Auch für den einzelnen Bürger ist rechtlich nicht richtig eindeutig, wie er gegen eine mögliche Überwachung durch die NSA vorgehen könnte. Wenn feststeht, dass jeder Bürger betroffen sein kann, aber nicht darüber informiert wurde, lässt das Bundesverfassungsgericht die Verfassungsbeschwerde zu. "Allerdings gibt es kein Gesetz, gegen das sich Beschwerden richten könnten", sagt Verfassungsrechtler Pernice. "Möglicherweise fehlt es an einem angreifbaren Akt der deutschen öffentlichen Gewalt." Und nur dagegen sind Verfassungsbeschwerden zulässig.

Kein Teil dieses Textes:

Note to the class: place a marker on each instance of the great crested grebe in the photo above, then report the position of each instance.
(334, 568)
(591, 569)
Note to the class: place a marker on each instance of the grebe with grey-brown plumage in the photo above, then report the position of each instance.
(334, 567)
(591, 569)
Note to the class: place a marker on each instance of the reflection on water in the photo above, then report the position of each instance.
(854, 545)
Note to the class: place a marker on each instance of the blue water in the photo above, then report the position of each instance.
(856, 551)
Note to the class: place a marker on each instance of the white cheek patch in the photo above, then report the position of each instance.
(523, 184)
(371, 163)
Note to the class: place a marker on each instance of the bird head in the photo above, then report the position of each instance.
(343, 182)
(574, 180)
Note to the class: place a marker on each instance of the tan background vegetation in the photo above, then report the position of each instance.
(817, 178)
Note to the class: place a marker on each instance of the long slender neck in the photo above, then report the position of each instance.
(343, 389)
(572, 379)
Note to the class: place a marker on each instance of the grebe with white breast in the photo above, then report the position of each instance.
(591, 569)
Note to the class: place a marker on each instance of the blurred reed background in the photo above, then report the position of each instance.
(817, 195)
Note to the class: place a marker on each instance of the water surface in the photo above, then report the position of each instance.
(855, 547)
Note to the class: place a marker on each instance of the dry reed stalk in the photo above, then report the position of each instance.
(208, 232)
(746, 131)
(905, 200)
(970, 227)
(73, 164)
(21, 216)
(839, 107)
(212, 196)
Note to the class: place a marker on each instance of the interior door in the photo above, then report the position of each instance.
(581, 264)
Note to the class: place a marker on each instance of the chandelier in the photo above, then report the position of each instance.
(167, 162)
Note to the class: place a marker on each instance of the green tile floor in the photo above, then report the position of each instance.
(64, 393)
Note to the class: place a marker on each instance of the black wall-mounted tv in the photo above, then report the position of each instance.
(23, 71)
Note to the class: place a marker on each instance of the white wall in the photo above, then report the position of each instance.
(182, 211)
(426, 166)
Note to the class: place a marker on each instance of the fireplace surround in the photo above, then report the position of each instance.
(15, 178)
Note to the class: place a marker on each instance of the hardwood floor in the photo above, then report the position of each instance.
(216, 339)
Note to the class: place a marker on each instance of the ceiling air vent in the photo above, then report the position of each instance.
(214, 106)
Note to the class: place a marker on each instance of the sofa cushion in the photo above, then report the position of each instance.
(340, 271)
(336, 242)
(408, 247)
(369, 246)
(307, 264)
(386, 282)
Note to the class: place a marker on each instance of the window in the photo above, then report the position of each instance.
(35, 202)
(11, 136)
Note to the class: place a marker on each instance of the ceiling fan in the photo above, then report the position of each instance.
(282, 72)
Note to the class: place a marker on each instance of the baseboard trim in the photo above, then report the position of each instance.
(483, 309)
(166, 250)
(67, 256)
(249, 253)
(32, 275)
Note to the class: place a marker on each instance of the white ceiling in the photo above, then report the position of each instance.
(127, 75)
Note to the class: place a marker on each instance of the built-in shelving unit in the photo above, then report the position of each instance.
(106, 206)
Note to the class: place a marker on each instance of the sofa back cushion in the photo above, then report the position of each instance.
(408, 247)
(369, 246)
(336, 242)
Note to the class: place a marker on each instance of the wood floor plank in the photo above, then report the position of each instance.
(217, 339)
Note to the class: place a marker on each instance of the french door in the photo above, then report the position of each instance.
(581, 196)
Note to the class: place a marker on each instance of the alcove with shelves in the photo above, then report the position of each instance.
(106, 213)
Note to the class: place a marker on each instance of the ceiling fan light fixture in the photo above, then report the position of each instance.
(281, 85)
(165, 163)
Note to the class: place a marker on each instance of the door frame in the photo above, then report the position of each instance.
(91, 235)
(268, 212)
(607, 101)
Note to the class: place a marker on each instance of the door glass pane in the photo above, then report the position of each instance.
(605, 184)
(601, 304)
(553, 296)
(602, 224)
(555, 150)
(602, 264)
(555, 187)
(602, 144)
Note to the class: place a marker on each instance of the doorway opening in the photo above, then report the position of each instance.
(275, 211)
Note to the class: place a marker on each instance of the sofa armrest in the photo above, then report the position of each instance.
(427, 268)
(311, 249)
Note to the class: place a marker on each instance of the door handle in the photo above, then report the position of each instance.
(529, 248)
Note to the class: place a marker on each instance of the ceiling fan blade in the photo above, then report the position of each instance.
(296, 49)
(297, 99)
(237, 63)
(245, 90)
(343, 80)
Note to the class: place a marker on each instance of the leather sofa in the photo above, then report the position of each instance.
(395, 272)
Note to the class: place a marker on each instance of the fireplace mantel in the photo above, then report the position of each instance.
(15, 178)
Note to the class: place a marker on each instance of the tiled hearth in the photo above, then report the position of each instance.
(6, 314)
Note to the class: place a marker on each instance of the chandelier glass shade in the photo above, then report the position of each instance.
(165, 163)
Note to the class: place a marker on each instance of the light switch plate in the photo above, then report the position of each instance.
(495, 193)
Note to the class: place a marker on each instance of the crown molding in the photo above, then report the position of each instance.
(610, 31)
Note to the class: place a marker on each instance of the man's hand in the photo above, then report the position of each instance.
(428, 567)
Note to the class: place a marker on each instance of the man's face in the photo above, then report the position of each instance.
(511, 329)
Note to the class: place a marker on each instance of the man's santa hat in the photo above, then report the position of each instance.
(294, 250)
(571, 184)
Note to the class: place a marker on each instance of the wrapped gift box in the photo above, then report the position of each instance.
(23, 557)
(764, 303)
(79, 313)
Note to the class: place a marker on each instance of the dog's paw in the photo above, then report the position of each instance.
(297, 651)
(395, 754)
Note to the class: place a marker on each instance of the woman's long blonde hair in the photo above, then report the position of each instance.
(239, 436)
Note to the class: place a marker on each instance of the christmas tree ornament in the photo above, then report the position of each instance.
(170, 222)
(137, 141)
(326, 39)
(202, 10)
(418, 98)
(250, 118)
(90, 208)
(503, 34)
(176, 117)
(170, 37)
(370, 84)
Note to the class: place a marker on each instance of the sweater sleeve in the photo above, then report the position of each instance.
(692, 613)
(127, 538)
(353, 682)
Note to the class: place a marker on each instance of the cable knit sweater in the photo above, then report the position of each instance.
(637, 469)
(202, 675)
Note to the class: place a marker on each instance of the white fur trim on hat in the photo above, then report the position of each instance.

Bürger haben kaum Chancen, sich zu wehren

Dass eine Verfassungsbeschwerde gegen die NSA oder die USA möglich wäre, hält Pernice deshalb für schwer vorstellbar. Dagegen hält er eine Verfassungsbeschwerde gegen völkerrechtliche Verträge für möglich, die die Zusammenarbeit der Geheimdienste erlauben. Diese könne man zum Gegenstand einer Verfassungsbeschwerde machen. Ob es allerdings gelingt, eine Unterlassung auf Seiten der NSA durchzusetzen, ist nach Angaben von Pernice fraglich.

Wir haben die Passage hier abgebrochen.